Recipe For Mindfulness: Eat To Savor, Not To Devour

by Vanessa Luis

It doesn’t always take a juicy beef steak to savor your food. Being mindful when you eat will make even a simple soup seem exhilarating. Fitness coach and founder of Innovation Fitness Solutions, Robert J DeVito says that mindful eating is not about eating whatever you want, whenever you want it; it’s about finding balance between your body, mind, thoughts, and feelings. It is an approach that involves being present, and paying full attention to the process of eating—to all the tastes, smells, thoughts, and feelings that arise during a meal.

By identifying your body’s natural cues, you become present enough to be aware of physical hunger. What this means is that you can effectively eliminate unnecessary cravings. It’s not always possible to catch it, but it can be learned over time. Even if you love food and its various textures and aromas, it’s important that you eat to live, not live to eat.
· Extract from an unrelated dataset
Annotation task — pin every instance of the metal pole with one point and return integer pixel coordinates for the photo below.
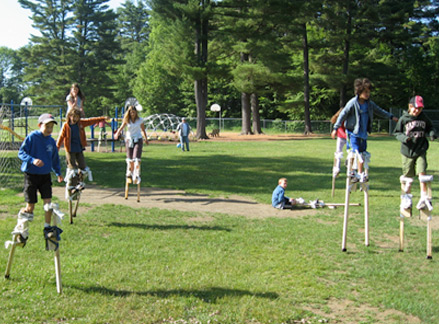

New York-based life coach and mindful eating practitioner, Melanie Rudnick says that this awareness eradicates the desire to overeat. It allows us to enjoy food without fearing it, to realize that our bodies know what to do, and to maintain our natural, healthy weight without dieting. It helps us trust ourselves. But, that’s not all—practicing mindful eating has several other health benefits too.

How It Helps

  • Being wholly satisfied with what you eat can promote better moods and a healthy weight, as well as can help cope with stress.
  • It eliminates the occurrence of emotional eating, or stress eating, which otherwise leads to weight gain.
  • It changes the way your brain relates and recognizes food, which helps you avoid junk food cravings.
  • It strengthens your awareness about how you feel about food, and how your food choices affect your health and life.
  • It allows you to savor, appreciate and enjoy every bite you eat, even if it maybe a simple meal. It awakens your sense of sight and smell for the various ingredients in the food.
  • Concentrating on each bite helps you feel satiated, and makes you appreciate what you have on the plate.
  • In doing this, the food, no matter how simple, starts tasting better (without the addition of unhealthy ingredients like calorie-laden sauces).

Practicing Mindful Eating
Dietician Katie Grubiak, who blends the western and eastern philosophies of nutritional healing, shares insights to help you eat mindfully.

  1. Notice the level of hunger going into the meal (by observing the stomach sensations, energy, or irritability). What food is your body calling in? Listen for a response. What does your hunger lead you to select in terms of food choices and portion sizes, as well as the food combinations?
  2. Once plated, notice in detail the aromas, flavors, textures, and colors of each food in front of you. Become one with the full sensory experience.
  3. Savor each and every bite. Focus on the food. Put down the fork often, to enjoy the chewing. Avoid any distractions. Sit down. Turn off the TV, phones, and computers. This will help you be in tune with your body, and what it really needs.
  4. Catch the mind looping in negativity. If judgment arises in what and how much you are eating, compassionately move to the present moment and know there is peace there. Avoid rigid rules and food shaming. Food becomes just food in all its true glory, without strong negative emotions and judgments attached.

A healthy attitude towards yourself, your body and food is sure to benefit you. Happiness comes when you aren’t obsessed with everything you do or don’t consume. The longer you do it, the more natural it becomes. Babies are mindful eaters because they eat when they are hungry and don’t, when they’re not. Maintaining healthy weight comes naturally with mindful eating as well.